Imprensa é oposição. O resto é armazém de secos e molhados."

(Millôr Fernandes)

sábado, 6 de julho de 2013

A exumação

Sexta, 5 de julho de 2013
Por Ivan de Carvalho
Já estava morta e ontem foi sepultada a idéia, lançada com muita zoada pela presidente Dilma Rousseff, de realização de um plebiscito a ser convocado pelo Congresso, realizado no máximo até início de outubro próximo e do qual resultaria, formatada pelo próprio Congresso, uma reforma política com vigência já nas eleições gerais do ano que vem.

         O plebiscito já era um remendo, porque a sugestão inicial lançada pela presidente da República foi a de convocação de uma Assembléia Nacional Constituinte exclusiva e com poderes restritos para fazer a chamada reforma política, que vem sendo, intermitentemente, objeto de debate no país há pelo menos dez anos.

         Mas a proposta presidencial da Constituinte exclusiva e restrita não durou 24 horas. A presidente a lançou em um dia o no seguinte a trocou pela sugestão do plebiscito. Isto porque, soube ela e seu staff, que tal Constituinte seria impossível, por ser absolutamente inconstitucional. O Congresso – maioria governista à frente – e os meios jurídicos incineraram a sugestão, da qual a presidente da República desistiu incontinenti.

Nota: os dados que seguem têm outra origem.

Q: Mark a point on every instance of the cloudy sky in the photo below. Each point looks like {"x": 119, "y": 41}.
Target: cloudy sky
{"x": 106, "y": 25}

         Ocorre que a tentativa de substituir a proposta da Constituinte inconstitucional pelo plebiscito encontrou obstáculos intransponíveis e previsíveis. Primeiro, o tempo. Já estamos em julho e o Tribunal Superior Eleitoral – consultado formalmente (mesmo sem ser parte legítima para isto) pela presidente Dilma Rousseff (que teve sua consulta considerada por uma gentileza, não por obrigação funcional do TSE) – respondeu que precisaria de 70 dias para preparar o plebiscito.

Ora, o Congresso precisaria de um tempo indefinido para aprovar e convocar o plebiscito e, em seguida, escolher e formatar as perguntas que seriam submetidas ao eleitorado nesse plebiscito. Aí, o TSE gastaria mais 70 dias para realizar a consulta popular, que incluiria várias questões sobre as quais – mesmo sendo algumas delas relevantes – a população não parece ter o menor interesse. Não demonstrou interesse a respeito delas nas manifestações populares realizadas durante o mês passado e até ontem.

Os manifestantes se mostraram interessados nas questões da saúde, da segurança pública, da corrupção e da impunidade, da educação, do transporte coletivo urbano (nenhum manifestante carregou cartaz pedindo o trem-bala para 2020), no bom funcionamento dos serviços públicos, para sintetizar. E tudo isso ante o pano de fundo de uma economia complicada em múltiplos aspectos, com a inflação se mostrando cada vez mais com menos pudor e um PIB de 2013 que, nas estimativas, corre célere para aproximar-se do pibinho de 0,9 por cento de 2012.

Então, para que o plebiscito posto agora no debate nacional? É a Distração para que a mídia e a população ponham sua atenção nele e empurrem para segundo plano aquelas reivindicações e protestos que levantaram as ruas e derrubaram os percentuais de aprovação dos governos e de intenções de votos nos governantes candidatos à reeleição, destacadamente o governo federal e a presidente Dilma Rousseff.

Mas qual a razão que leva a presidente Dilma a fazer o vice-presidente Michel Temer, principal líder do PMDB – maior partido aliado do governo – a tentar, sem muito êxito, desmanchar ontem à tarde o que dissera de manhã? Temer, resumindo, dissera que, por causa do tempo escasso, não há condições para qualquer reforma aprovada por plebiscito valer em 2014. À tarde, disse que apenas expressara a convicção de líderes de partidos aliados do governo, acrescentando que este continua empenhado em fazer um plebiscito cujos efeitos vigorem nas eleições de 2014. Algo como a exumação de um cadáver.

Aí, claro, é mera jogada de marketing político. O governo quer parecer que está insistindo no plebiscito e, como não dá mesmo, por causa do tempo, para realizá-lo e o Congresso quase todo não quer, o governo tentaria lançar sobre a oposição a acusação de que criou obstáculos e impediu uma consulta popular, não quis que o eleitorado seja ouvido. E tentará ficar discutindo isso ao invés de ir cuidar da saúde, da segurança pública, do combate à corrupção, do transporte urbano, do fim dos gastos desnecessários com estádios de luxo, dos graves problemas na economia, coisas que não estariam, claro, no plebiscito.

Este artigo foi publicado originariamente na Tribuna da Bahia deste sábado.
Ivan de Carvalho é jornalista baiano.